Check out this slide from their announcement of their “BPM” products:

sap-announced-what-it-calls-bpm-at-sapphire

Once past the initial hype, what SAP claims to be bringing to market seems to be more hope than code. What bothered me the most are their claims of an “executable” business process model and that “immediate execution” speeds time to value. Hold on there…even if you did execute the model directly, is that necessarily a good thing?

Surely SAP isn’t suggesting that all of a sudden, you’re going to stop following best practices and the SDLC that you have developed over the years: separation of concern from the model, its implementation, testing, and methodical deployment across development, sit/cit and pre-production environments before you put it in production.

Beyond the question of what the right thing to do is in terms of development process, what exactly did SAP announce? A beta of BPM/BRM that will be released this June with the actual product shipping — maybe — in March 2009. (We’re hearing it’s $4500 per seat.
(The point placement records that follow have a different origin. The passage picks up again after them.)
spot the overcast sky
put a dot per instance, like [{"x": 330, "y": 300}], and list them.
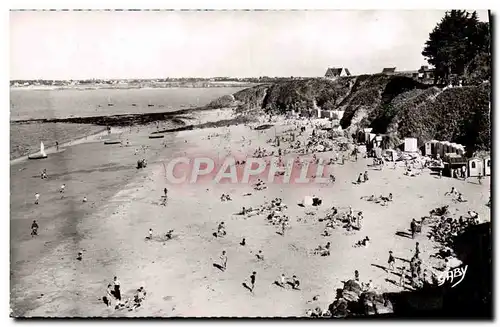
[{"x": 78, "y": 45}]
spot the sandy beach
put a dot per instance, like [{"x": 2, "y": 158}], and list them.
[{"x": 179, "y": 275}]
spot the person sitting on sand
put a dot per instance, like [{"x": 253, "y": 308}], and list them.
[
  {"x": 168, "y": 235},
  {"x": 260, "y": 256},
  {"x": 281, "y": 280},
  {"x": 34, "y": 228},
  {"x": 460, "y": 198},
  {"x": 109, "y": 296},
  {"x": 223, "y": 260},
  {"x": 452, "y": 192}
]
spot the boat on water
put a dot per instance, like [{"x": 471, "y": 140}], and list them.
[{"x": 39, "y": 155}]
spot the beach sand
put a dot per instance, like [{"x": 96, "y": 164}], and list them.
[{"x": 179, "y": 275}]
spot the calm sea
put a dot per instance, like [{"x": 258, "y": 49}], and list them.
[{"x": 36, "y": 104}]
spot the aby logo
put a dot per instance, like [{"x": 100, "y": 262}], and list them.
[{"x": 452, "y": 275}]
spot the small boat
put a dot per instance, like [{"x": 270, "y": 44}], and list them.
[
  {"x": 112, "y": 142},
  {"x": 39, "y": 155}
]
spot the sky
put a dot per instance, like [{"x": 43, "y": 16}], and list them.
[{"x": 160, "y": 44}]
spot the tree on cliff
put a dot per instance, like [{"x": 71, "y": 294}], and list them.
[{"x": 459, "y": 44}]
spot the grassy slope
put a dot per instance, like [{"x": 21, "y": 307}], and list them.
[{"x": 389, "y": 104}]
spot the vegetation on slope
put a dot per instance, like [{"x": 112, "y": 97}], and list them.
[{"x": 394, "y": 105}]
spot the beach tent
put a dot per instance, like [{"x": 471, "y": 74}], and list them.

Get that special checkbook you use for SAP products ready…you know the one with eight zeros pre-printed in the amount field.)

When it ships next March, there will be no announced integration with BPEL and no means of import/export of the BPMN from the tool that SAP customers have largely adopted, ARIS.

We talked with ARIS customers who aren’t happy about the lack of integration. One we spoke with uses ARIS heavily to model processes and hand them over to development. Instead, SAP chose to generate executable code directly bypassing the developer. If you believe SAP, you’ve now empowered your business analysts with the means to build executable models.

The good news is that you now have 300 new developers; the bad news is that you have 300 new developers. Is there an IT group on the planet that would deploy such a model in production directly? Please let us know if you do…we want to see how you’ve managed to skip validation, testing, performance trials and all the rest of the standard things a real application has to have.

SAP indicated that interoperability with ARIS is not possible because of a lack of a standard for BPMN serialization. While that’s true — BPMN is a notation (i.e. not an executable process definition like BPEL) — not having import/export with ARIS only suggests SAP is more interested in account control than real BPM. If it was motivated in ensuring no lock-in, SAP would have worked more closely with ARIS in developing an import/export mechanism, maybe via XPDL or XMI. But they haven’t, and while we’re only speculating, it seems clear why they haven’t. So much for the claims by ARIS at SAPPHIRE that ARIS is the “Business Processing Arm of SAP”.

See why does this have us seeing red? We’re steaming for the SAP customers who actually buy this line…who’ll be waiting a year (at best) for capabilities they need today…who’ll end up even more locked-in than ever to proprietary, closed, non-standards-compliant applications.